Was macht eigentlich der Nikolaus?
Ja, der Nikolaus, ein Bischof, der sich seit Jahren am 6. Dezember mit kleinen Kindern beschäftigt, die sich sehr auf sein Kommen freuen.
Aber was hat man ihm im Lauf der Zeit alles angetan! Coca-Cola machte ihn zum Werbeträger, nahm ihm sein schönes Bischofsgewand und verwandelte ihn in einen dicken, rotweiß gekleideten Weihnachtsmann. Schief und schepp und auf Leitern kletternd hängt er im Dezember an Balkonen und Hausfassaden. Er wurde zur Schokoladenfigur gepresst und, ganz schlimm, er musste zur psychologischen Kindererziehung herhalten („Wenn du nicht brav bist, kommt der Nikolaus und steckt dich in seinen Sack“). Eine Rute für böse Kinder wurde ihm auch noch angelastet.
Ich bin ihm mal persönlich begegnet. Da er seinen Besuch angekündigt hatte, wurden wir Kinder dazu verdonnert, ein kleines Gedichtchen für ihn zu lernen. Mit drei Jahren wurde nicht viel von mir erwartet. Lieber Nikolaus, komm in unser Haus, packe die Geschenke aus, oder sowas in der Art.

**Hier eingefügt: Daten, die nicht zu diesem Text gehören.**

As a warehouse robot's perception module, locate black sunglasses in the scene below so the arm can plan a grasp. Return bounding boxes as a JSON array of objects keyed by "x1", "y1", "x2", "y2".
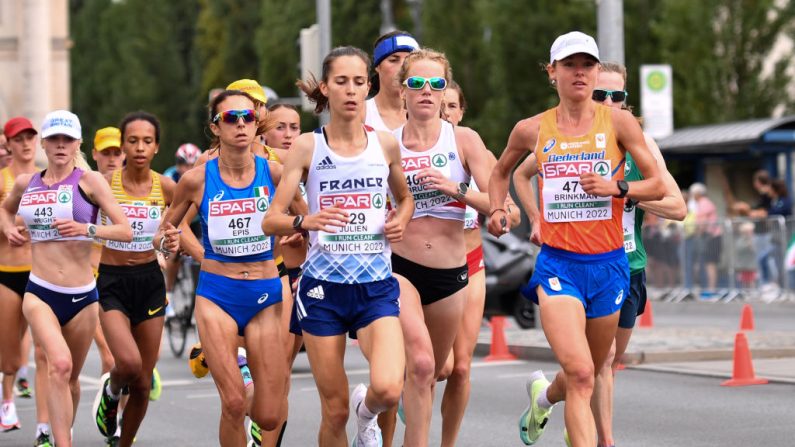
[{"x1": 591, "y1": 88, "x2": 629, "y2": 103}]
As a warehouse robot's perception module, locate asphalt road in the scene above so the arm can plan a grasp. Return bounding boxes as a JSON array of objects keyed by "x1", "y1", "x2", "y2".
[{"x1": 0, "y1": 330, "x2": 795, "y2": 447}]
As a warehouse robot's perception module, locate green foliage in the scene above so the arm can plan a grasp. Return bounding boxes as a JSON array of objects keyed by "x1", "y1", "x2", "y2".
[{"x1": 70, "y1": 0, "x2": 795, "y2": 168}]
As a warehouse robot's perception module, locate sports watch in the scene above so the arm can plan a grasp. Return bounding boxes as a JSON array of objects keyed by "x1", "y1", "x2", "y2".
[{"x1": 614, "y1": 180, "x2": 629, "y2": 199}]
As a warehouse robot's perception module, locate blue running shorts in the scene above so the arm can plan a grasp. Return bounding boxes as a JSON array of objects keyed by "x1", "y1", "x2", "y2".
[
  {"x1": 522, "y1": 245, "x2": 629, "y2": 318},
  {"x1": 196, "y1": 271, "x2": 282, "y2": 336},
  {"x1": 295, "y1": 274, "x2": 400, "y2": 336}
]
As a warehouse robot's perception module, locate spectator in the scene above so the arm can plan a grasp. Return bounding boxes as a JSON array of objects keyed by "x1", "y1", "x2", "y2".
[
  {"x1": 767, "y1": 179, "x2": 792, "y2": 217},
  {"x1": 690, "y1": 183, "x2": 723, "y2": 292},
  {"x1": 734, "y1": 222, "x2": 758, "y2": 289}
]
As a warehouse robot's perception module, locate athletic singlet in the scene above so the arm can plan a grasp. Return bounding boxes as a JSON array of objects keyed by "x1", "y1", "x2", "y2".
[
  {"x1": 199, "y1": 155, "x2": 274, "y2": 262},
  {"x1": 0, "y1": 166, "x2": 15, "y2": 203},
  {"x1": 623, "y1": 152, "x2": 646, "y2": 274},
  {"x1": 101, "y1": 169, "x2": 166, "y2": 252},
  {"x1": 364, "y1": 98, "x2": 392, "y2": 132},
  {"x1": 17, "y1": 168, "x2": 97, "y2": 243},
  {"x1": 535, "y1": 105, "x2": 624, "y2": 254},
  {"x1": 464, "y1": 179, "x2": 480, "y2": 230},
  {"x1": 393, "y1": 121, "x2": 470, "y2": 221},
  {"x1": 303, "y1": 129, "x2": 392, "y2": 284}
]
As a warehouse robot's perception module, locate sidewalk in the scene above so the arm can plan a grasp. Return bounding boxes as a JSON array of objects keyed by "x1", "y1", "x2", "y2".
[{"x1": 476, "y1": 302, "x2": 795, "y2": 384}]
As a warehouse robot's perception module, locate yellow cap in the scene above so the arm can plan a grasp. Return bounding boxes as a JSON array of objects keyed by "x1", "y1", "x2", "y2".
[
  {"x1": 94, "y1": 127, "x2": 121, "y2": 152},
  {"x1": 188, "y1": 343, "x2": 210, "y2": 379},
  {"x1": 226, "y1": 79, "x2": 268, "y2": 104}
]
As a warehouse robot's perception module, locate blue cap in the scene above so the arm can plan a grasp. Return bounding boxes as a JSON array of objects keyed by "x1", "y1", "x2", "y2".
[{"x1": 373, "y1": 34, "x2": 420, "y2": 67}]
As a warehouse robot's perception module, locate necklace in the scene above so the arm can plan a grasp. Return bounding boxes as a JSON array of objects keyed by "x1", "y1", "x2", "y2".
[{"x1": 218, "y1": 153, "x2": 254, "y2": 169}]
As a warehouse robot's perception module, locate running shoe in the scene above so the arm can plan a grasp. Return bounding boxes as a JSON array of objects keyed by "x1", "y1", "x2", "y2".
[
  {"x1": 248, "y1": 419, "x2": 262, "y2": 447},
  {"x1": 33, "y1": 431, "x2": 55, "y2": 447},
  {"x1": 188, "y1": 343, "x2": 210, "y2": 379},
  {"x1": 14, "y1": 377, "x2": 33, "y2": 399},
  {"x1": 91, "y1": 373, "x2": 119, "y2": 438},
  {"x1": 519, "y1": 371, "x2": 552, "y2": 445},
  {"x1": 149, "y1": 368, "x2": 163, "y2": 402},
  {"x1": 0, "y1": 402, "x2": 22, "y2": 432},
  {"x1": 351, "y1": 383, "x2": 383, "y2": 447}
]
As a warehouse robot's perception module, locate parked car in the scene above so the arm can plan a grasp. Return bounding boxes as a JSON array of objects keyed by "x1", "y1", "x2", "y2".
[{"x1": 481, "y1": 229, "x2": 538, "y2": 329}]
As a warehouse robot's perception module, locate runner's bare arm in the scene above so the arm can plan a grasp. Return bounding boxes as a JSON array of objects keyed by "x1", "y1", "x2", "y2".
[
  {"x1": 378, "y1": 132, "x2": 414, "y2": 242},
  {"x1": 0, "y1": 174, "x2": 33, "y2": 247},
  {"x1": 76, "y1": 171, "x2": 132, "y2": 242},
  {"x1": 488, "y1": 115, "x2": 540, "y2": 236},
  {"x1": 638, "y1": 134, "x2": 687, "y2": 221}
]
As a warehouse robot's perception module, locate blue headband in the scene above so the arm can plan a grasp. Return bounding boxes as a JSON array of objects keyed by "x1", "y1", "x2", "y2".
[{"x1": 373, "y1": 34, "x2": 420, "y2": 67}]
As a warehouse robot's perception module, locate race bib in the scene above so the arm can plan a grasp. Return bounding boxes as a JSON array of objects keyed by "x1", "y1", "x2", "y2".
[
  {"x1": 401, "y1": 153, "x2": 456, "y2": 211},
  {"x1": 318, "y1": 192, "x2": 386, "y2": 254},
  {"x1": 18, "y1": 185, "x2": 73, "y2": 241},
  {"x1": 207, "y1": 195, "x2": 271, "y2": 256},
  {"x1": 621, "y1": 202, "x2": 637, "y2": 253},
  {"x1": 103, "y1": 202, "x2": 162, "y2": 252},
  {"x1": 541, "y1": 159, "x2": 613, "y2": 223}
]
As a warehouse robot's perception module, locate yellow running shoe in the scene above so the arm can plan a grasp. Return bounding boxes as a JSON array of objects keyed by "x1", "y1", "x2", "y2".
[
  {"x1": 519, "y1": 371, "x2": 552, "y2": 445},
  {"x1": 149, "y1": 368, "x2": 163, "y2": 402}
]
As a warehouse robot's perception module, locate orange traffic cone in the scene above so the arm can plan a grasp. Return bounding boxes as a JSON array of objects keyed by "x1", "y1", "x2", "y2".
[
  {"x1": 484, "y1": 315, "x2": 516, "y2": 362},
  {"x1": 740, "y1": 303, "x2": 754, "y2": 331},
  {"x1": 638, "y1": 300, "x2": 654, "y2": 329},
  {"x1": 721, "y1": 332, "x2": 767, "y2": 386}
]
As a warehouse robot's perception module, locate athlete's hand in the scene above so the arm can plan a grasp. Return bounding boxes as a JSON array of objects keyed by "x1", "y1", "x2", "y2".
[
  {"x1": 301, "y1": 206, "x2": 350, "y2": 233},
  {"x1": 417, "y1": 168, "x2": 458, "y2": 197},
  {"x1": 52, "y1": 219, "x2": 88, "y2": 237},
  {"x1": 279, "y1": 233, "x2": 304, "y2": 248},
  {"x1": 530, "y1": 222, "x2": 541, "y2": 247},
  {"x1": 160, "y1": 222, "x2": 182, "y2": 253},
  {"x1": 580, "y1": 172, "x2": 621, "y2": 197},
  {"x1": 384, "y1": 208, "x2": 406, "y2": 243},
  {"x1": 488, "y1": 210, "x2": 511, "y2": 237},
  {"x1": 3, "y1": 225, "x2": 30, "y2": 247}
]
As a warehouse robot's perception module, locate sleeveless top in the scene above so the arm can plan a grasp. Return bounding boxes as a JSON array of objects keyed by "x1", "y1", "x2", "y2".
[
  {"x1": 199, "y1": 155, "x2": 274, "y2": 263},
  {"x1": 303, "y1": 129, "x2": 392, "y2": 284},
  {"x1": 393, "y1": 121, "x2": 470, "y2": 222},
  {"x1": 623, "y1": 152, "x2": 646, "y2": 275},
  {"x1": 364, "y1": 98, "x2": 392, "y2": 132},
  {"x1": 17, "y1": 168, "x2": 97, "y2": 243},
  {"x1": 101, "y1": 169, "x2": 166, "y2": 252},
  {"x1": 535, "y1": 105, "x2": 624, "y2": 254}
]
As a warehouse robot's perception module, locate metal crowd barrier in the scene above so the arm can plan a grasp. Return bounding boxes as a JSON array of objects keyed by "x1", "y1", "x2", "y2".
[{"x1": 643, "y1": 216, "x2": 795, "y2": 302}]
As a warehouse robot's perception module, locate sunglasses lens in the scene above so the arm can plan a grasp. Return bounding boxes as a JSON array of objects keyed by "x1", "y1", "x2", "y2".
[
  {"x1": 592, "y1": 89, "x2": 607, "y2": 102},
  {"x1": 406, "y1": 76, "x2": 425, "y2": 90},
  {"x1": 428, "y1": 78, "x2": 447, "y2": 90}
]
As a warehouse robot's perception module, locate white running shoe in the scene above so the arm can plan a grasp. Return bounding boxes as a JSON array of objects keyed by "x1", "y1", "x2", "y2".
[
  {"x1": 351, "y1": 383, "x2": 383, "y2": 447},
  {"x1": 0, "y1": 402, "x2": 21, "y2": 432}
]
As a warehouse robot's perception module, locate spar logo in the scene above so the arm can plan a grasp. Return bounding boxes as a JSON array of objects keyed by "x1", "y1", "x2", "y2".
[
  {"x1": 400, "y1": 155, "x2": 431, "y2": 171},
  {"x1": 319, "y1": 194, "x2": 374, "y2": 210},
  {"x1": 593, "y1": 161, "x2": 610, "y2": 177},
  {"x1": 542, "y1": 161, "x2": 591, "y2": 179},
  {"x1": 210, "y1": 199, "x2": 258, "y2": 216},
  {"x1": 542, "y1": 138, "x2": 556, "y2": 154},
  {"x1": 121, "y1": 205, "x2": 160, "y2": 219},
  {"x1": 20, "y1": 191, "x2": 58, "y2": 206}
]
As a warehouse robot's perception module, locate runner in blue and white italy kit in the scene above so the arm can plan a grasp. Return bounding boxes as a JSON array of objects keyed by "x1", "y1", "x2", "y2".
[
  {"x1": 0, "y1": 110, "x2": 132, "y2": 447},
  {"x1": 380, "y1": 49, "x2": 489, "y2": 445},
  {"x1": 154, "y1": 90, "x2": 287, "y2": 446},
  {"x1": 364, "y1": 31, "x2": 420, "y2": 132},
  {"x1": 263, "y1": 47, "x2": 414, "y2": 447}
]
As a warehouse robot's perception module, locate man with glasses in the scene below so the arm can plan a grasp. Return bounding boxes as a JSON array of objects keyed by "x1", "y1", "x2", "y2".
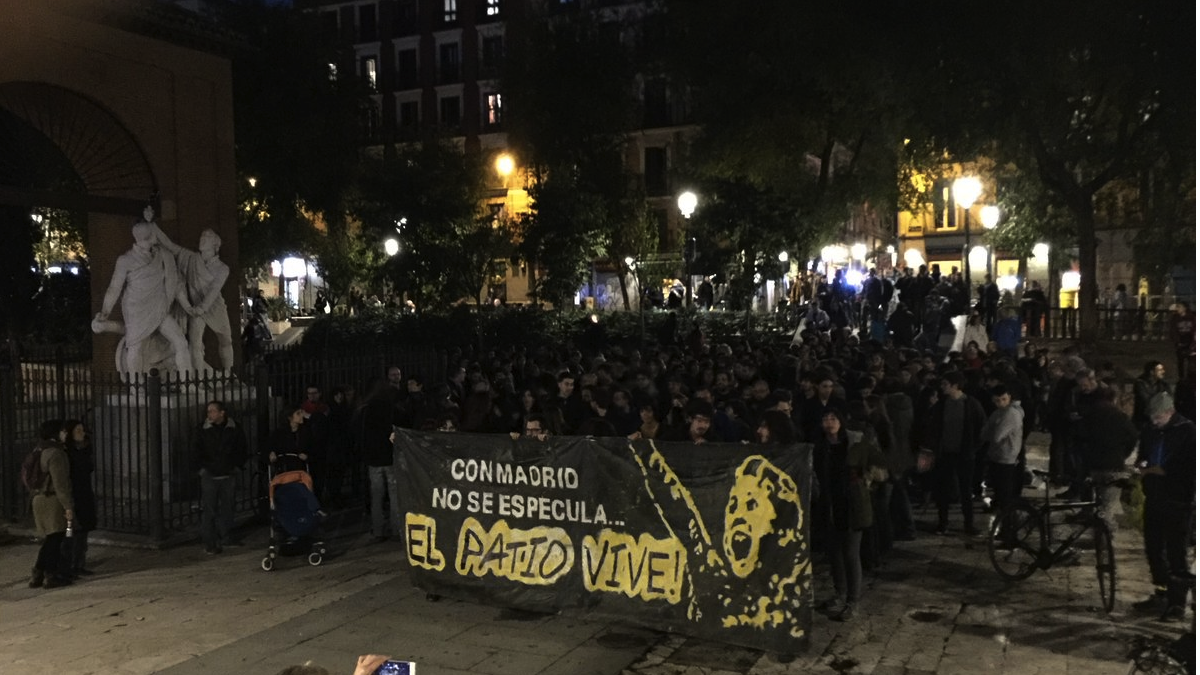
[{"x1": 524, "y1": 414, "x2": 550, "y2": 441}]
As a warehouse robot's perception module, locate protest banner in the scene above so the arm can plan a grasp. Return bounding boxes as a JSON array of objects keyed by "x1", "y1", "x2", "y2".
[{"x1": 396, "y1": 430, "x2": 812, "y2": 653}]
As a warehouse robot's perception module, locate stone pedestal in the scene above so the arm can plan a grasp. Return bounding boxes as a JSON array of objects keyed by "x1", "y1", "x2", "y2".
[{"x1": 94, "y1": 383, "x2": 257, "y2": 504}]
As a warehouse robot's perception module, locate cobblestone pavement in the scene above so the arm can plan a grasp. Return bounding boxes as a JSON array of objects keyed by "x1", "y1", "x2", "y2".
[{"x1": 0, "y1": 432, "x2": 1194, "y2": 675}]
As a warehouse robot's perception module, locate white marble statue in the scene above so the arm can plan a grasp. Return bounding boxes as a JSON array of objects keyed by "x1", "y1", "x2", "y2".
[
  {"x1": 158, "y1": 229, "x2": 233, "y2": 371},
  {"x1": 91, "y1": 207, "x2": 196, "y2": 372}
]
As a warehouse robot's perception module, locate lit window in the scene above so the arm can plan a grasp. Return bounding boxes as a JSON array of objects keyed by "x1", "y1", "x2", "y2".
[
  {"x1": 362, "y1": 56, "x2": 378, "y2": 90},
  {"x1": 487, "y1": 94, "x2": 503, "y2": 126}
]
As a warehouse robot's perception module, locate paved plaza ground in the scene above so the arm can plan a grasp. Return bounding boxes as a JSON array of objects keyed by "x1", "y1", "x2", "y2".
[{"x1": 0, "y1": 436, "x2": 1194, "y2": 675}]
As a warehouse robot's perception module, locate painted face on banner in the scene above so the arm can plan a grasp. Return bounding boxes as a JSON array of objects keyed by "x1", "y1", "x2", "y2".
[{"x1": 722, "y1": 458, "x2": 799, "y2": 579}]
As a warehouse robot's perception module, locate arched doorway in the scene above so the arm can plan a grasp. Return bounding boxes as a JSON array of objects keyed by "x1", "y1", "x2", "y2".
[{"x1": 0, "y1": 82, "x2": 157, "y2": 347}]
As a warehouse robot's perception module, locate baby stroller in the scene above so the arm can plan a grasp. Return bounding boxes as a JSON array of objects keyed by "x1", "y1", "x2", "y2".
[{"x1": 263, "y1": 455, "x2": 325, "y2": 572}]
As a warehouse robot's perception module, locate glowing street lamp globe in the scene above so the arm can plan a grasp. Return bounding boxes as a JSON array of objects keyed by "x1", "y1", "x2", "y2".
[{"x1": 677, "y1": 190, "x2": 700, "y2": 217}]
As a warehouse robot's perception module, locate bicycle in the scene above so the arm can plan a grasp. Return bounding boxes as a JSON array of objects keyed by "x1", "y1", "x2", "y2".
[{"x1": 988, "y1": 470, "x2": 1123, "y2": 613}]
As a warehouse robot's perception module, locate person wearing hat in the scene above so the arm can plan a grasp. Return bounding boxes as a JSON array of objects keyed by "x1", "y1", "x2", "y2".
[{"x1": 1134, "y1": 393, "x2": 1196, "y2": 621}]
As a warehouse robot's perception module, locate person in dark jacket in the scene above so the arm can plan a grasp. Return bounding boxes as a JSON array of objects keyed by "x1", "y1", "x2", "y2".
[
  {"x1": 1133, "y1": 360, "x2": 1171, "y2": 429},
  {"x1": 1078, "y1": 389, "x2": 1138, "y2": 536},
  {"x1": 192, "y1": 400, "x2": 248, "y2": 555},
  {"x1": 1134, "y1": 394, "x2": 1196, "y2": 621},
  {"x1": 62, "y1": 419, "x2": 96, "y2": 577},
  {"x1": 359, "y1": 382, "x2": 403, "y2": 542},
  {"x1": 812, "y1": 410, "x2": 887, "y2": 621},
  {"x1": 925, "y1": 370, "x2": 985, "y2": 536}
]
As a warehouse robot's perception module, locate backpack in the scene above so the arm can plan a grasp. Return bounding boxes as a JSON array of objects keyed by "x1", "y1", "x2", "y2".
[{"x1": 20, "y1": 448, "x2": 49, "y2": 495}]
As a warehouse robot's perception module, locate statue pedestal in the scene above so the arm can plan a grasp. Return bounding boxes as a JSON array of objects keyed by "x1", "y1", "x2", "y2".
[{"x1": 94, "y1": 378, "x2": 256, "y2": 504}]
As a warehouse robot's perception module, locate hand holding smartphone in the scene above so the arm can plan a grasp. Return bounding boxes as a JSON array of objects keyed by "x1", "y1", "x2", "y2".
[{"x1": 374, "y1": 658, "x2": 416, "y2": 675}]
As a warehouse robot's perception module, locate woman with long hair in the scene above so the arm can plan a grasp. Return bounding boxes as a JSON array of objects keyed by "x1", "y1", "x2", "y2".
[
  {"x1": 812, "y1": 410, "x2": 887, "y2": 621},
  {"x1": 59, "y1": 419, "x2": 96, "y2": 577}
]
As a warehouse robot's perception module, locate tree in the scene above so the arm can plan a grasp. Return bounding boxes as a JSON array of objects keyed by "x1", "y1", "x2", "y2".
[
  {"x1": 355, "y1": 138, "x2": 511, "y2": 307},
  {"x1": 217, "y1": 0, "x2": 370, "y2": 275},
  {"x1": 502, "y1": 4, "x2": 642, "y2": 303},
  {"x1": 667, "y1": 0, "x2": 911, "y2": 301},
  {"x1": 917, "y1": 0, "x2": 1195, "y2": 340}
]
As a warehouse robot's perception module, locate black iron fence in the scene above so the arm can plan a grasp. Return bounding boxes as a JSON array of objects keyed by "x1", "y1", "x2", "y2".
[
  {"x1": 1021, "y1": 307, "x2": 1171, "y2": 341},
  {"x1": 0, "y1": 350, "x2": 445, "y2": 540}
]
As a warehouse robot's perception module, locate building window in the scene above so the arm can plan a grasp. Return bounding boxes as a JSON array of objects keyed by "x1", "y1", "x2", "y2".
[
  {"x1": 395, "y1": 0, "x2": 420, "y2": 35},
  {"x1": 396, "y1": 49, "x2": 418, "y2": 89},
  {"x1": 397, "y1": 101, "x2": 421, "y2": 131},
  {"x1": 932, "y1": 178, "x2": 959, "y2": 232},
  {"x1": 479, "y1": 35, "x2": 504, "y2": 77},
  {"x1": 642, "y1": 78, "x2": 671, "y2": 126},
  {"x1": 362, "y1": 103, "x2": 380, "y2": 138},
  {"x1": 643, "y1": 148, "x2": 668, "y2": 197},
  {"x1": 484, "y1": 94, "x2": 504, "y2": 129},
  {"x1": 438, "y1": 96, "x2": 462, "y2": 127},
  {"x1": 320, "y1": 10, "x2": 337, "y2": 38},
  {"x1": 438, "y1": 42, "x2": 460, "y2": 84},
  {"x1": 359, "y1": 5, "x2": 378, "y2": 42},
  {"x1": 362, "y1": 56, "x2": 379, "y2": 91}
]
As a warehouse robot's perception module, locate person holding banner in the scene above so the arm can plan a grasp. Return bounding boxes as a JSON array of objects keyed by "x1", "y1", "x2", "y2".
[{"x1": 812, "y1": 410, "x2": 887, "y2": 621}]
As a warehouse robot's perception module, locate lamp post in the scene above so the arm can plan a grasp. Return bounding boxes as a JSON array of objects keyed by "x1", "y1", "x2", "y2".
[
  {"x1": 950, "y1": 175, "x2": 983, "y2": 290},
  {"x1": 676, "y1": 190, "x2": 700, "y2": 307},
  {"x1": 979, "y1": 204, "x2": 1000, "y2": 283}
]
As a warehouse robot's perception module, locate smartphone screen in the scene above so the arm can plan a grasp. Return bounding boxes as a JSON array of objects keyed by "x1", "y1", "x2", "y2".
[{"x1": 376, "y1": 659, "x2": 416, "y2": 675}]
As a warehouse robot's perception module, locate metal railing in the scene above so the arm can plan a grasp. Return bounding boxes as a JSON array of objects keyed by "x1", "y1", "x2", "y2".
[
  {"x1": 1021, "y1": 307, "x2": 1171, "y2": 341},
  {"x1": 0, "y1": 350, "x2": 445, "y2": 542}
]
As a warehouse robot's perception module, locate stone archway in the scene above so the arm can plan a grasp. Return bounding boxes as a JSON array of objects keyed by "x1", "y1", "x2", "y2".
[
  {"x1": 0, "y1": 0, "x2": 240, "y2": 371},
  {"x1": 0, "y1": 82, "x2": 158, "y2": 215}
]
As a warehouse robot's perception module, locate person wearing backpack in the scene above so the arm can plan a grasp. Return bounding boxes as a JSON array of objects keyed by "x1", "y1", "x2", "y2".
[{"x1": 28, "y1": 419, "x2": 74, "y2": 589}]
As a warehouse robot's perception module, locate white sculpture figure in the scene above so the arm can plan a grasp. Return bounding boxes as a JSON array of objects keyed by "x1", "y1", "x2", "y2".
[
  {"x1": 91, "y1": 207, "x2": 196, "y2": 372},
  {"x1": 158, "y1": 229, "x2": 233, "y2": 371}
]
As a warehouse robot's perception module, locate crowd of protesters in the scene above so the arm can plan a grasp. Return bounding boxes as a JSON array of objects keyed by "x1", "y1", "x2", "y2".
[
  {"x1": 241, "y1": 270, "x2": 1195, "y2": 620},
  {"x1": 31, "y1": 265, "x2": 1195, "y2": 620}
]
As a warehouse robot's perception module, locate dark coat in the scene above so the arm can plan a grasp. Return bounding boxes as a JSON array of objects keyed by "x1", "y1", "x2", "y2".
[
  {"x1": 1138, "y1": 413, "x2": 1196, "y2": 510},
  {"x1": 66, "y1": 443, "x2": 96, "y2": 531},
  {"x1": 34, "y1": 441, "x2": 74, "y2": 537},
  {"x1": 1076, "y1": 404, "x2": 1138, "y2": 471},
  {"x1": 812, "y1": 429, "x2": 887, "y2": 532},
  {"x1": 925, "y1": 396, "x2": 988, "y2": 461},
  {"x1": 359, "y1": 396, "x2": 394, "y2": 466},
  {"x1": 192, "y1": 418, "x2": 248, "y2": 477}
]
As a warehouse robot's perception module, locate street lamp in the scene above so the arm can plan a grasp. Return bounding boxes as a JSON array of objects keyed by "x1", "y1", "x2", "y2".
[
  {"x1": 950, "y1": 175, "x2": 983, "y2": 290},
  {"x1": 496, "y1": 153, "x2": 516, "y2": 178},
  {"x1": 676, "y1": 190, "x2": 700, "y2": 307},
  {"x1": 979, "y1": 204, "x2": 1000, "y2": 277},
  {"x1": 850, "y1": 243, "x2": 866, "y2": 268},
  {"x1": 676, "y1": 190, "x2": 700, "y2": 219}
]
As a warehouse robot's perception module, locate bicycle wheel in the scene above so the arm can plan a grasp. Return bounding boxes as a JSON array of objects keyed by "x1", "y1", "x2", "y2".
[
  {"x1": 988, "y1": 502, "x2": 1046, "y2": 581},
  {"x1": 1092, "y1": 520, "x2": 1117, "y2": 611}
]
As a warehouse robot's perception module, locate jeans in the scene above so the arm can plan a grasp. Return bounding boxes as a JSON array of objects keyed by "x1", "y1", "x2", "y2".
[
  {"x1": 881, "y1": 474, "x2": 917, "y2": 539},
  {"x1": 934, "y1": 453, "x2": 976, "y2": 530},
  {"x1": 200, "y1": 471, "x2": 238, "y2": 549},
  {"x1": 828, "y1": 527, "x2": 863, "y2": 603},
  {"x1": 1142, "y1": 495, "x2": 1195, "y2": 607},
  {"x1": 1091, "y1": 470, "x2": 1124, "y2": 537},
  {"x1": 367, "y1": 465, "x2": 404, "y2": 537}
]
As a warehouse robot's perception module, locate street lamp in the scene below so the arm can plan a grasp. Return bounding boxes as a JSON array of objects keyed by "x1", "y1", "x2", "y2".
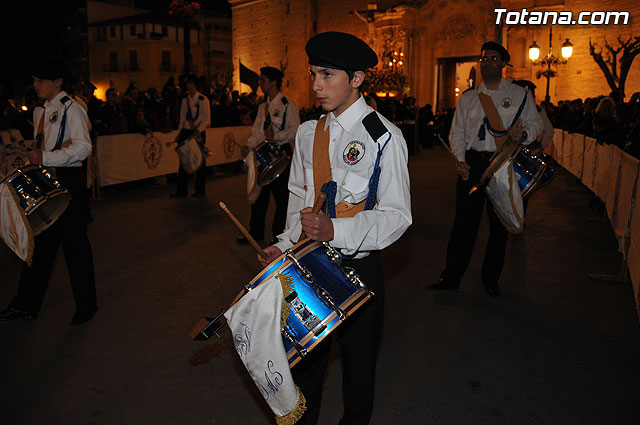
[{"x1": 529, "y1": 26, "x2": 573, "y2": 102}]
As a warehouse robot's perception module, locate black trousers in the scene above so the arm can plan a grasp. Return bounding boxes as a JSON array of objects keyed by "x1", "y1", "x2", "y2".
[
  {"x1": 249, "y1": 167, "x2": 290, "y2": 240},
  {"x1": 176, "y1": 129, "x2": 207, "y2": 195},
  {"x1": 441, "y1": 150, "x2": 508, "y2": 283},
  {"x1": 292, "y1": 252, "x2": 384, "y2": 425},
  {"x1": 10, "y1": 167, "x2": 97, "y2": 313}
]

Wir freuten uns auf ihn, hatte er uns doch immer mit kleinen Süssigkeiten in den vor die Tür gestellten Schuh beglückt. Und brav war ich ja eigentlich auch immer gewesen.
Und dann polterte er in unser Wohnzimmer, genauso wie man ihn sich immer vorgestellt hatte: roter Mantel, rote Mütze, weisser langer Bart, dicke Winterstiefel und mit einem schweren Jutesack auf dem Rücken… aus dem 2 Beine ragten. Mir blieb vor Schreck mein schön gelerntes Gedicht im Halse stecken und ich konnte nur ein verzweifeltes „amen, amen, amen“ stammeln. Natürlich waren die Beine nur ausgestopfte Strümpfe mit Schuhen dran. Das bekam ich damals aber noch nicht mit und meine Fantasie schlug Purzelbäume. Das ganze blieb für mich ein traumatisches Erlebnis. Erwachsene sind manchmal die grausamsten Nikoläuse.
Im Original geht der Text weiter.